Antarctica and archaeology may seem to be an unlikely combination. The idea that anything archaeological could be found in that desolate part of the world seems strange. However, the very fact that human beings first got there as recently as 1821, and have certainly not “inhabited” the continent, means it has remained untouched by anything human, and is therefore a window into our history like no other.
One of the major challenges of archaeology, particularly in studies of the Palaeolithic Period of the Stone Age, which is the bulk of hominid history, is deciding what is man-made and what isn’t. Tools are one such area of confusion.
When scientists/archaeologists find what they think might be a stone tool worked by hominid hand, they have little reference to determine whether what they think/hope is true, or whether it is just another natural rock formed by natural processes: They have been wrong many times in the past, as shown up by research that came along later.

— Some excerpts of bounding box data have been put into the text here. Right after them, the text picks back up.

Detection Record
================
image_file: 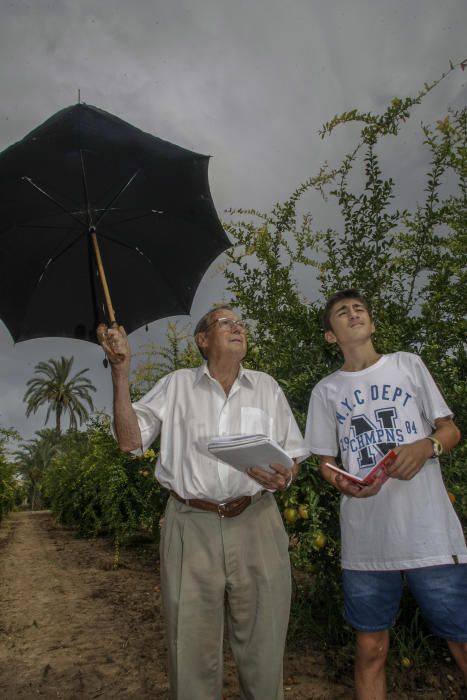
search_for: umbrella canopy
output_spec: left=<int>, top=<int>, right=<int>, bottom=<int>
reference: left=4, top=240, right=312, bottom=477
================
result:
left=0, top=104, right=230, bottom=342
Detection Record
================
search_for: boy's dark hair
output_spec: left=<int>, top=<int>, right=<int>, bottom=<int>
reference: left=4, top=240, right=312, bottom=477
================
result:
left=193, top=304, right=234, bottom=360
left=323, top=289, right=371, bottom=332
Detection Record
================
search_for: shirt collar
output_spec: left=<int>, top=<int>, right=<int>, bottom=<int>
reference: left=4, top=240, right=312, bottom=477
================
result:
left=193, top=362, right=253, bottom=386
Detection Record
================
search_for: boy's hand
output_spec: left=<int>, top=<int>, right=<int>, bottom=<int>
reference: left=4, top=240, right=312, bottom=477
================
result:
left=388, top=439, right=432, bottom=481
left=333, top=474, right=383, bottom=498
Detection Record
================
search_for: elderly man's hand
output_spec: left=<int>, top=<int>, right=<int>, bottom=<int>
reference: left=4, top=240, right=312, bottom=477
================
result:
left=96, top=323, right=131, bottom=369
left=247, top=464, right=292, bottom=491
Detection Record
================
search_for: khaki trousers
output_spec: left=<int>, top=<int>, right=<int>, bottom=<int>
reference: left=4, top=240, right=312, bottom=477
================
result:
left=161, top=494, right=291, bottom=700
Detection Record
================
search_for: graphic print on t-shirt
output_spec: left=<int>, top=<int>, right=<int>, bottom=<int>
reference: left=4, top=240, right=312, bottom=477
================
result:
left=336, top=384, right=418, bottom=469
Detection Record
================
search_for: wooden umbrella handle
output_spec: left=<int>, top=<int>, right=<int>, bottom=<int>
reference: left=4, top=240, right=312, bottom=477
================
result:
left=89, top=227, right=118, bottom=326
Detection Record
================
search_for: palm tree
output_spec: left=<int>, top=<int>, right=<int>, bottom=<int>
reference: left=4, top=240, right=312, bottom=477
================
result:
left=14, top=430, right=60, bottom=510
left=23, top=357, right=96, bottom=434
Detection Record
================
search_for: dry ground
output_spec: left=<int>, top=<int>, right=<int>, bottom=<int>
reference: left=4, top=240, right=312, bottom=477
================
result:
left=0, top=511, right=462, bottom=700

Dr. Metin Eren of Kent State University, in Ohio, and his colleagues thought it might be useful to assemble a library of tool-like rocks from a place where they knew there was no chance that humans, or their ancestors, had muddied the waters by creating tools. In essence, they set out to establish a reference library.
They turned to the Antarctic because, not only was it only reached by humans 200 years ago, but it had experienced a variety of processes, including glacial erosion, frost cleaving and river transport that might batter rocks into tool-like shapes.
In case anyone wonders, yes, the Antarctic was once free of ice, and moderately warm, but that was way before hominids existed. So Dr. Eren’s hypothesis of “untouched by human hand” is correct.
Dr. Eren’s report in the journal Antiquity says that, rather than visit Antarctic and start digging up rocks where they could reach them under the snow and ice, they turned to the Polar Rock Repository in Columbus, Ohio; the Repository contains thousands of Antarctic rock samples collected over the past 200 years, which are obviously a lot easier to access than digging through glaciers.
Studying the Repository rocks in detail, Dr. Eren and his team have identified 14 that they thought could have easily duped archaeologists into believing they had been hand-made. There are almost certainly many more, and the work continues.
The team also have plans to plunder the trove of Antarctic rocks housed in the British Antarctic Survey, in Cambridge, in England. This will significantly increase the database of natural rocks and thus the reference library for all future archaeologists.
The database they are constructing focuses on basalt, chert (of which the most familiar type is flint), and obsidian. These rock types were chosen because previous discoveries have shown that hominids seemed to have preferred working with them to produce tools in the Palaeolithic Age. This was likely because flint and obsidian, in particular, were the hardest, and most easily available materials they had, before the development of bronze and iron.
Once the database has been fully assembled, it will be possible for future scholars to more accurately identify hominid tools among the huge variety naturally-formed rocks. The database will also be a dynamic entity as more and more natural rocks are identified.
The rocks in the picture above are real tools, found in Spain, made 350,000 years ago by Homo Heildelbergensis.